Fed.R.Bankr.P. 1009(a) makes it clear that a schedule claiming exemptions may be amended at any time before the closing of the case. Martinson v. Michael (In re Michael), 163 F.3d 526, 529 (9th Cir. 1998); In re Welker, 99.4 I.B.C.R. 161 (Bankr.D.Idaho 1999); In re O'Brien, 97.3 I.B.C.R. 93 (Bankr.D.Idaho 1997). While amendment is liberally allowed, the right to amend is not without limits. A court may deny a debtor leave to amend upon a showing of a debtor's bad faith or of prejudice to creditors. Michael, 163 F.3d at 529; Magallanes v. Williams (In re Magallanes), 96 B.R. 253, 256 (9th Cir. BAP 1988); O'Brien, 97.3 I.B.C.R. at 93; In re Cooper, 86 I.B.C.R. 151, 153 (Bankr.D.Idaho 1986). Bad faith must be established by clear and convincing evidence. Michael, 163 F.3d at 529; Magallanes, 96 B.R. at 256.

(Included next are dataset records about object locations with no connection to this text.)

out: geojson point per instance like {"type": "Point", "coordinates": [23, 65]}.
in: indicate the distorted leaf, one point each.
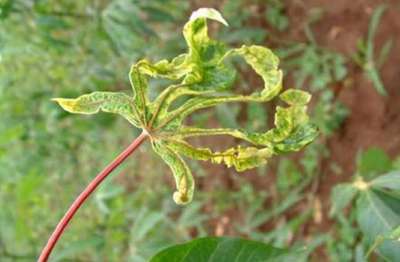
{"type": "Point", "coordinates": [203, 78]}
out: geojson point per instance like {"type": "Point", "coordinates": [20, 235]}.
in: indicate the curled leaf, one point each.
{"type": "Point", "coordinates": [118, 103]}
{"type": "Point", "coordinates": [203, 77]}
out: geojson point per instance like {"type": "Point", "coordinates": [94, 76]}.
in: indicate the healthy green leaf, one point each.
{"type": "Point", "coordinates": [203, 78]}
{"type": "Point", "coordinates": [378, 214]}
{"type": "Point", "coordinates": [211, 249]}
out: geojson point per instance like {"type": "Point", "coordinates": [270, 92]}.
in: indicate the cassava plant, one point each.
{"type": "Point", "coordinates": [204, 77]}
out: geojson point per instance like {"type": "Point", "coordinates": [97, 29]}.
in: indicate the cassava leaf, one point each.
{"type": "Point", "coordinates": [210, 249]}
{"type": "Point", "coordinates": [202, 78]}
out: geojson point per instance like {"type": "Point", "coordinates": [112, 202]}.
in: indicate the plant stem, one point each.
{"type": "Point", "coordinates": [58, 231]}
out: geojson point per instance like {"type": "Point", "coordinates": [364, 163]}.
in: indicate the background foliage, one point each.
{"type": "Point", "coordinates": [66, 48]}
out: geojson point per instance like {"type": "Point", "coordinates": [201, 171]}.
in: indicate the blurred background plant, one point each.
{"type": "Point", "coordinates": [66, 48]}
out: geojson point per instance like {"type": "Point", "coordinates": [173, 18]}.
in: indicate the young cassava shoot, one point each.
{"type": "Point", "coordinates": [204, 75]}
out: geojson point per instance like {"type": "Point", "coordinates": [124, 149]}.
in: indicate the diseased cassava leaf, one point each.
{"type": "Point", "coordinates": [341, 196]}
{"type": "Point", "coordinates": [223, 249]}
{"type": "Point", "coordinates": [111, 102]}
{"type": "Point", "coordinates": [204, 77]}
{"type": "Point", "coordinates": [378, 214]}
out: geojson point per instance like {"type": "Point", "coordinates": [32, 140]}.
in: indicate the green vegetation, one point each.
{"type": "Point", "coordinates": [65, 49]}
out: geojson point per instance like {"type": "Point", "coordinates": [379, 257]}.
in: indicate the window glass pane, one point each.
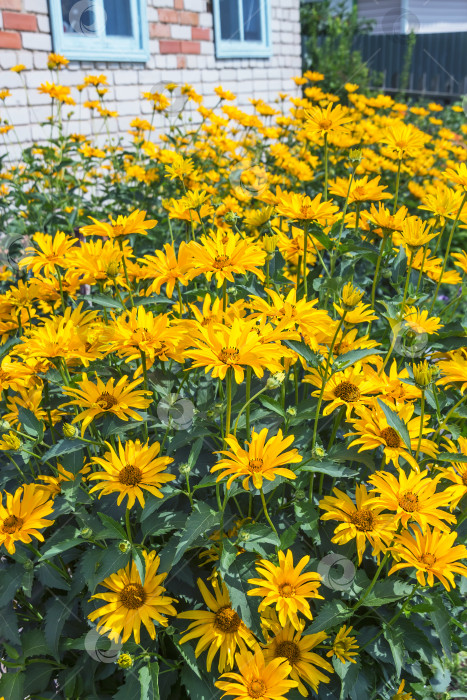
{"type": "Point", "coordinates": [118, 18]}
{"type": "Point", "coordinates": [81, 17]}
{"type": "Point", "coordinates": [230, 28]}
{"type": "Point", "coordinates": [252, 20]}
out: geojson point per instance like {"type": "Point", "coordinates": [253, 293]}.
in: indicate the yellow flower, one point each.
{"type": "Point", "coordinates": [128, 602]}
{"type": "Point", "coordinates": [96, 399]}
{"type": "Point", "coordinates": [134, 468]}
{"type": "Point", "coordinates": [286, 587]}
{"type": "Point", "coordinates": [344, 646]}
{"type": "Point", "coordinates": [219, 629]}
{"type": "Point", "coordinates": [257, 680]}
{"type": "Point", "coordinates": [122, 226]}
{"type": "Point", "coordinates": [261, 460]}
{"type": "Point", "coordinates": [432, 554]}
{"type": "Point", "coordinates": [23, 515]}
{"type": "Point", "coordinates": [363, 522]}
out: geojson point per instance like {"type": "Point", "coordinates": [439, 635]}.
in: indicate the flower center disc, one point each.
{"type": "Point", "coordinates": [229, 355]}
{"type": "Point", "coordinates": [286, 590]}
{"type": "Point", "coordinates": [133, 596]}
{"type": "Point", "coordinates": [391, 437]}
{"type": "Point", "coordinates": [255, 465]}
{"type": "Point", "coordinates": [256, 689]}
{"type": "Point", "coordinates": [347, 392]}
{"type": "Point", "coordinates": [130, 475]}
{"type": "Point", "coordinates": [12, 524]}
{"type": "Point", "coordinates": [363, 520]}
{"type": "Point", "coordinates": [106, 401]}
{"type": "Point", "coordinates": [428, 559]}
{"type": "Point", "coordinates": [409, 501]}
{"type": "Point", "coordinates": [290, 650]}
{"type": "Point", "coordinates": [227, 620]}
{"type": "Point", "coordinates": [220, 261]}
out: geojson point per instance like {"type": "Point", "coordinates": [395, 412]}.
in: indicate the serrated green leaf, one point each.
{"type": "Point", "coordinates": [395, 422]}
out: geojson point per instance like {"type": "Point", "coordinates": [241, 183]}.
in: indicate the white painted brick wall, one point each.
{"type": "Point", "coordinates": [247, 78]}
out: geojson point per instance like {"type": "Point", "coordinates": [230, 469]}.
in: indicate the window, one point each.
{"type": "Point", "coordinates": [242, 28]}
{"type": "Point", "coordinates": [100, 30]}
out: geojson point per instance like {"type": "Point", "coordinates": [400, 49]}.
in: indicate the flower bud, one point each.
{"type": "Point", "coordinates": [125, 661]}
{"type": "Point", "coordinates": [70, 431]}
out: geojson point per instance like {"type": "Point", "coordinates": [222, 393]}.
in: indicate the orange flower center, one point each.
{"type": "Point", "coordinates": [428, 559]}
{"type": "Point", "coordinates": [229, 355]}
{"type": "Point", "coordinates": [256, 688]}
{"type": "Point", "coordinates": [255, 465]}
{"type": "Point", "coordinates": [106, 401]}
{"type": "Point", "coordinates": [364, 520]}
{"type": "Point", "coordinates": [12, 524]}
{"type": "Point", "coordinates": [133, 596]}
{"type": "Point", "coordinates": [227, 620]}
{"type": "Point", "coordinates": [408, 501]}
{"type": "Point", "coordinates": [347, 391]}
{"type": "Point", "coordinates": [130, 475]}
{"type": "Point", "coordinates": [391, 437]}
{"type": "Point", "coordinates": [286, 590]}
{"type": "Point", "coordinates": [290, 650]}
{"type": "Point", "coordinates": [221, 261]}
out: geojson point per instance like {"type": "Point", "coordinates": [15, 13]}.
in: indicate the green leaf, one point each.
{"type": "Point", "coordinates": [441, 619]}
{"type": "Point", "coordinates": [12, 685]}
{"type": "Point", "coordinates": [395, 422]}
{"type": "Point", "coordinates": [62, 447]}
{"type": "Point", "coordinates": [332, 614]}
{"type": "Point", "coordinates": [395, 638]}
{"type": "Point", "coordinates": [259, 535]}
{"type": "Point", "coordinates": [29, 422]}
{"type": "Point", "coordinates": [113, 525]}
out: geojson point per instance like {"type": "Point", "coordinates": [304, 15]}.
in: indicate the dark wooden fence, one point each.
{"type": "Point", "coordinates": [438, 68]}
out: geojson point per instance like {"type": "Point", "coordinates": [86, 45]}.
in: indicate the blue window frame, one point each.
{"type": "Point", "coordinates": [100, 30]}
{"type": "Point", "coordinates": [242, 28]}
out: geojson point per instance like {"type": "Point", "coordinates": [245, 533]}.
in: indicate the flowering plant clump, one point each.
{"type": "Point", "coordinates": [234, 373]}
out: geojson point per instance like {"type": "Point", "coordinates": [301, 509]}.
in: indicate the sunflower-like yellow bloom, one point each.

In addition to the foregoing authorities, Payne v. Wood, 775 F.2d 202 (7th Cir. 1985) is also worthy of note. Debtors there initially scheduled some $1,200.00 in assets but later claimed almost $18,000.00 when seeking to recover on insurance for a fire loss. The Court made several salient observations in its discussion of this facially similar situation. Whether Payne is relevant beyond these observations depends upon the evidentiary record established.
In light of the discrepancies between the Debtors' original schedules and Exhibit 1, a prima facie issue is presented. However, the present record is not adequate to allow the Court to resolve it. Allowing the amendment is a threshold issue, and must be resolved before considering the Trustee's objections to those amended exemptions.
CONCLUSION
For the reasons stated, the Court determines that an evidentiary hearing shall be held to establish a record upon which the question of allowance of amendment of exemptions can be determined. Once that decision is reached, the Court will, if necessary, address the specific contentions of the parties under the Idaho exemption statutes.
The Court has in its review discovered one other matter which also requires development of an evidentiary record. This concerns Debtors' exemption claimed in the insurance proceeds for the computer equipment as a "tool of the trade." In briefing, the Debtors assert that Mrs. Hoffpauir uses the computer equipment at home to write grant proposals for her employer, and that Mr. Hoffpauir uses this same computer equipment for "contract and volunteer work." No evidence was submitted on this question by either party at hearing. The Court concludes that, in the event the amendments are allowed, it will not have an adequate record upon which to resolve the issue. In order to avoid the need for yet another hearing, the Debtors shall be prepared at the July 19 hearing to substantiate the factual basis for that claim, and the Trustee shall be prepared to cross-examine and/or present evidence regarding this issue.
It is therefore ORDERED, and NOTICE is hereby given that the Court will hold a hearing on July 19, 2000, at 1:30 p.m. at the United States Bankruptcy Court for the District of Idaho, Fifth Floor, 550 W. Fort Street, Boise, Idaho on the described matters.